Founders included Don Stapleton, a professor of art education with an interest in creativity; Devarshi Steven Hartman, who tries to connect individuality and personal expression into teachings, not just physical stamina; and Kate Feldman, MSW LCSW, a psychotherapist with a background in yoga, meditation, Gestalt, Imago and family systems therapies and the current director of Colorado’s Conscious Relationships Institute.
Amrit Desai, who teach ashram in Pennsylvania with Stapleton’s help; and his instructor Swami Kripalvanandaji, a yoga master from India’s Gujarat province.
During meditation, Kripalvanandaji, or Kripalu, experience a variety of motions. And, he realized they were hatha yoga postures as he explores it. His lessons blended certain movements, breathing exercises, and hand gestures.
In addition, the original ashram and guru have evolved into the current nonprofit educational center. As it grew, Desai and Stapleton focused less on rigid established methods and more on individual expression.
Today, Kripalu offers a blend of classic asanas, but not specific sets or routines, plus breathwork/pranayama, and various techniques of relaxation and calm.
Organizers developed an approach that emphasizes following a flow of energy, observing the mind without judgment, practicing compassion and other positive introspection.
Kripalu has three main areas:
🔵 Posture alignment and coordination of movement and breath.
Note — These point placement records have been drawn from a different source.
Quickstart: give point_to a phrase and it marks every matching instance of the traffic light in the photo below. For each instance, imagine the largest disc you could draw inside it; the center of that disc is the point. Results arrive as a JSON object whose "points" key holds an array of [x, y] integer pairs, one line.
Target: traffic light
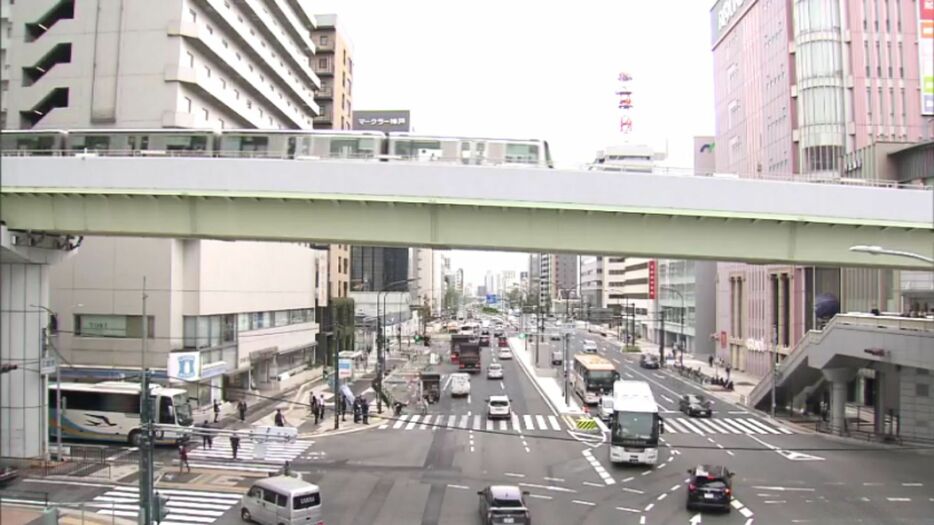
{"points": [[161, 504]]}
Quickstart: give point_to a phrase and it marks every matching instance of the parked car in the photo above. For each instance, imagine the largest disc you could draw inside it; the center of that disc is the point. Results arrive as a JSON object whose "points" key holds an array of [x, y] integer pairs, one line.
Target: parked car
{"points": [[503, 504], [498, 407], [710, 486], [282, 500], [557, 357], [460, 384], [695, 406]]}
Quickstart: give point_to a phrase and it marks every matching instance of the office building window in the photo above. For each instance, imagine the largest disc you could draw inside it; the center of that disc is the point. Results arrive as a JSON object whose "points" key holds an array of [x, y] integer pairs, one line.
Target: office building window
{"points": [[121, 326]]}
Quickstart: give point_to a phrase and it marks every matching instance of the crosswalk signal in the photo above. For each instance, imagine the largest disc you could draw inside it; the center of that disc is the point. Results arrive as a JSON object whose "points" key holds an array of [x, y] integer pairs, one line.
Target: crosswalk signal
{"points": [[162, 507]]}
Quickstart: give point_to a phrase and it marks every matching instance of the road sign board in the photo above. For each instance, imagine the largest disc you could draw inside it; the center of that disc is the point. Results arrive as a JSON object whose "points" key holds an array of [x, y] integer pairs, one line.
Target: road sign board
{"points": [[345, 368]]}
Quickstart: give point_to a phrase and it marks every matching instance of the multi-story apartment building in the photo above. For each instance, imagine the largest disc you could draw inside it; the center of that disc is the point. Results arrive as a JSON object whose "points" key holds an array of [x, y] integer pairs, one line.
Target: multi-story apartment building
{"points": [[177, 63], [799, 88], [333, 62]]}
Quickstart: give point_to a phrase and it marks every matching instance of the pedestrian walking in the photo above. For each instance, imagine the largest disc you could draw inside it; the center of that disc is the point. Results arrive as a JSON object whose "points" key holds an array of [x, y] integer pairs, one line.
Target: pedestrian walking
{"points": [[279, 419], [207, 440], [183, 459]]}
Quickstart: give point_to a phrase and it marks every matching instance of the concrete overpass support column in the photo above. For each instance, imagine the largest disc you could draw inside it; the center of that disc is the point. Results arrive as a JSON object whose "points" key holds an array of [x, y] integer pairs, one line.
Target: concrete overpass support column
{"points": [[24, 298], [838, 378]]}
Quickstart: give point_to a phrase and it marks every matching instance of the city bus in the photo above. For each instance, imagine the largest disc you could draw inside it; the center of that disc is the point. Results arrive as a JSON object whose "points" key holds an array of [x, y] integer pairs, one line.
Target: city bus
{"points": [[591, 375], [635, 424], [109, 411]]}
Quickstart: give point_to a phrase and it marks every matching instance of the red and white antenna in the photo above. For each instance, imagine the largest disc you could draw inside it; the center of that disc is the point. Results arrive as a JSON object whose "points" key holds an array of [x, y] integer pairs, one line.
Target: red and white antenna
{"points": [[625, 103]]}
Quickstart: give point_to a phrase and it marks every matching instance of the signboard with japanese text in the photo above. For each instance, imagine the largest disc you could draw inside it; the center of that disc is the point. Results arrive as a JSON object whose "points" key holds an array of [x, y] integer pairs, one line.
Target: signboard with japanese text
{"points": [[386, 121], [653, 285]]}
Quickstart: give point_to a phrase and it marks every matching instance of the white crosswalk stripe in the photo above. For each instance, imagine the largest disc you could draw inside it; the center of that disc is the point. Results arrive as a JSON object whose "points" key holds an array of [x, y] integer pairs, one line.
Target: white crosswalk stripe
{"points": [[251, 457], [186, 507], [722, 425], [516, 423]]}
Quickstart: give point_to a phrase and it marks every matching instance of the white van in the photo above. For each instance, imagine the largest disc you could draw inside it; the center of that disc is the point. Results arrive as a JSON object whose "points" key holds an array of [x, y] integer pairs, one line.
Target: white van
{"points": [[282, 500], [460, 384]]}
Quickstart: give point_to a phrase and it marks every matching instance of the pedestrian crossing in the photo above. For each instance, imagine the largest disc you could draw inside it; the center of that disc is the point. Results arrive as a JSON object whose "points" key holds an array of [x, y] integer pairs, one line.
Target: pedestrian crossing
{"points": [[251, 457], [722, 425], [186, 507], [434, 422]]}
Postures are not held long, but they still help the body’s endurance and release tension.
🔴 Inner experience, which includes mental focus and the ability to hold postures longer. Related to this is being aware of internal tensions that may be affecting mental clarity.
🔵 Relaxation of body and mind, which allows the body to move without prompting to various postures.
Students practice in sessions of various intensity and listen to other areas about their lives, such as what foods the body wants.
Duane Hendricks, who offers Kripalu yoga in the Houston area, offers a guide to Kripalu postures, which are similar to ones you’d find in common yoga classes, such as Downward Dog, Cobra, and Child, plus dozens more.